Тимоти Вердон озвучивает сходное понимание «видимости»:

Образ паломников, идущих от одного храма к другому, подчеркивает важную связь, связь между молитвой и видимостью. Каждое путешествие, пронизанное духом молитвы, на самом деле приводит к чему-то видимому. <…> Подобно первым апостолам, паломники пускаются в путь в ответ на призыв Того, Кто говорит: «Пойдите и увидите» (Ин. 1:39), и в плате Вероники или какой-либо другой реликвии — как и в архитектуре и искусстве, которые встречают их в конце пути — они созерцают Его лик и лицезреют Его обитель в форме образов. <…> «Образ Бога невидимого» (Кол. 1:15). Мы хотим сказать, что видимость сама по себе является «пространством молитвы» для тех, кто верит в воплощенное Слово [Verdon 2014: 92–93].

вернуться

102

В своей статье в «Оксфордском путеводителе» Кэрил Эмерсон опирается на диссертацию Мэрилин Луизы Грей (2011) и «подходит к Бахтину как неканоническому христианскому персоналисту.
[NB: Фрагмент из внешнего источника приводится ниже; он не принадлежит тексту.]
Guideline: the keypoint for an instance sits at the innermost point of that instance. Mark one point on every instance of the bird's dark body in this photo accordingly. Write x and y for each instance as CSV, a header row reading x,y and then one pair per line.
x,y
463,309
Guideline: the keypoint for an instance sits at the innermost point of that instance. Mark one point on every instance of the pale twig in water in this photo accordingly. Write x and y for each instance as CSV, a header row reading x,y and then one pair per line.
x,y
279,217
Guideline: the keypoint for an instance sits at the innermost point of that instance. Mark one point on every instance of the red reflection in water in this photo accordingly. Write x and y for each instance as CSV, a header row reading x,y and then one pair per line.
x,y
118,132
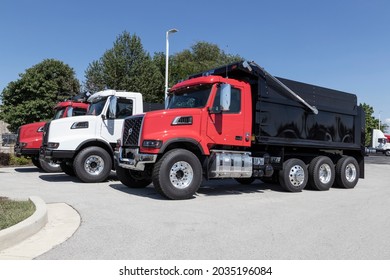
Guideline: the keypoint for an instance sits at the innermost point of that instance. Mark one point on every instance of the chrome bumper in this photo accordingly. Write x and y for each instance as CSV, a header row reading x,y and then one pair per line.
x,y
133,160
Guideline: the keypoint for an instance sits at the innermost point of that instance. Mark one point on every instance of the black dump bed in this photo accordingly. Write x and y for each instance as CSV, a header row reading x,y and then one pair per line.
x,y
281,118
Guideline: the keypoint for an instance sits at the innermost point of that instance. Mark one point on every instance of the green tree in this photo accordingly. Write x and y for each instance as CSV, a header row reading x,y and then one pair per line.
x,y
32,97
200,57
371,122
126,66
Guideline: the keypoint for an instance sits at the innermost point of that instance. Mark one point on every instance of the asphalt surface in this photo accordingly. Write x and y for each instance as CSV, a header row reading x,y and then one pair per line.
x,y
225,220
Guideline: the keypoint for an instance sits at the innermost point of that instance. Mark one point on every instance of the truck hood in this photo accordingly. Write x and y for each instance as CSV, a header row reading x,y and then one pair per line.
x,y
170,124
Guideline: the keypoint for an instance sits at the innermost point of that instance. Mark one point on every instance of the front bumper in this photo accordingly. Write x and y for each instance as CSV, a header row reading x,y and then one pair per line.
x,y
53,155
133,159
19,151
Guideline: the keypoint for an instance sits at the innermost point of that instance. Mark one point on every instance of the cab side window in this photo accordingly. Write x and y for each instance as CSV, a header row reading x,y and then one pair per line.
x,y
235,102
124,108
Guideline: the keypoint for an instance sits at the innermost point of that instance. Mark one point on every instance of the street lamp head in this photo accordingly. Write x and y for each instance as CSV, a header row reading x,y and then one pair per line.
x,y
173,30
Бахтин исходит из того, что человек ориентирован на выход вовне, но не восприимчив, несет ответственность за свои поступки, но не автономен, и хотя в каждый конкретный момент он представляет собой сознательную действующую единицу, он никогда, до самой смерти, не бывает единым или постигаемым целым» [Emerson 2020: 611].

вернуться

103

Как пишет Томас Пфау:

Пожалуй, «личность» является самым заметным проявлением каузальности, связанной с развитием светско-волюнтаристской модели агентности. <…> Таким образом, представление об индивидуальности как о богатом, уникальном и динамичном спектре интеллектуальных и аффективных настроений и состояний — и их опыте как порождающем и трансформирующем саму идею я как личности — практически исчезло [Pfau 2015: 199–200].

вернуться

104

Иван отвергает гармонию, которую может принести прощение, и настаивает: «Я хочу оставаться лучше со страданиями неотомщенными. Лучше уж я останусь при неотомщенном страдании моем и неутоленном негодовании моем, хотя бы я был и неправ» [Достоевский 1972–1990, 14: 223] (курсив Достоевского. — П. К.). Таким образом, он разрушает свою способность сдержать обещание защитить отца и создает себе «ад в груди и в голове» [Достоевский 1972–1990, 14: 239].